MILAN (Reuters) – Italy’s top insurer Generali will announce a “very ambitious” new three-year strategic plan on Dec. 15 and is still looking at Europe and Asia for possible M&A opportunities, its chief executive said on Wednesday.
Philippe Donnet, at the helm of the insurer since 2016, has come under fire from two shareholders — the Italian businessmen Francesco Gaetano Caltagirone and Leonardo Del Vecchio — who have criticised his M&A strategy as too timid and want Generali to grow further.
However, Donnet can count on the support of the majority of the board and of Generali’s largest shareholder Mediobanca, ahead of the renewal of the board of directors that will be voted on by shareholders on April 29.

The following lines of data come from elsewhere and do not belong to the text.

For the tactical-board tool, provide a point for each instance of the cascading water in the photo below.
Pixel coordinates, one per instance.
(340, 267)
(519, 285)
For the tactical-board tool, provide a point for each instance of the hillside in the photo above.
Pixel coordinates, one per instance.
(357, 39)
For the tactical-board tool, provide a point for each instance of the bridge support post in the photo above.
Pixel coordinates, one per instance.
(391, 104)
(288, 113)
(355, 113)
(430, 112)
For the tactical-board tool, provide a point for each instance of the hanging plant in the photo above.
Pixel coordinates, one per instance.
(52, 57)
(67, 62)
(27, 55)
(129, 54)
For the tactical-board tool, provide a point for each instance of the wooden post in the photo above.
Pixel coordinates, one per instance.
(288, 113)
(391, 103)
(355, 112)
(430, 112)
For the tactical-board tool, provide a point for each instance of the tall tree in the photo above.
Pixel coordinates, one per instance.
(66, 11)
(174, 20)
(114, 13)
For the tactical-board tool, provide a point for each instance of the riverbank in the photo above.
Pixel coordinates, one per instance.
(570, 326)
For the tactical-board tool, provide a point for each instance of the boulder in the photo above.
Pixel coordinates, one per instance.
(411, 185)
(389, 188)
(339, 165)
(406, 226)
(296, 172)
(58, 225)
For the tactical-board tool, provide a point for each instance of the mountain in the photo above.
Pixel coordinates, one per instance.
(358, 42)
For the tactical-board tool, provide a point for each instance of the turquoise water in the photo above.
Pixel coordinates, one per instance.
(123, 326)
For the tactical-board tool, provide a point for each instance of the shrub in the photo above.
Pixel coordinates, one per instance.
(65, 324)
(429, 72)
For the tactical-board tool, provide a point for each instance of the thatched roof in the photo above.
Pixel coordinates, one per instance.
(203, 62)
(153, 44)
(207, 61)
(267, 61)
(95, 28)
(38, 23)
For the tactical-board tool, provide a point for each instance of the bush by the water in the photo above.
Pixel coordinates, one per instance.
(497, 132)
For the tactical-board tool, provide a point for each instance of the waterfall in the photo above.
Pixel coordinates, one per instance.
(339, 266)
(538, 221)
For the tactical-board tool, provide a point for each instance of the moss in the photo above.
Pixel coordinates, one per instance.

Responding indirectly to criticism from the two tycoons, Donnet said Generali has delivered a total shareholder return of above 100%, more than any of its competitors, since his first investor day as CEO in late 2016.
“Despite our imperfections we have been the best,” he said at an industry event.
“Europe is our home” and growing in Europe “continues to be our strategy. We also want to strengthen our presence in Asia,” he added.
In June Generali agreed to buy Axa’s insurance assets in Malaysia and take full ownership of a joint venture it runs in the country to strengthen its local presence.
After a number of acquisitions in Portugal and eastern Europe, Generali has launched a bid for smaller Italian rival Cattolica to become the country’s leading non-life operator.
The new three-year plan “will be a plan to ramp up digital transformation and in asset management,” Donnet said, adding that sustainability will be “an increasingly central theme of the strategy.”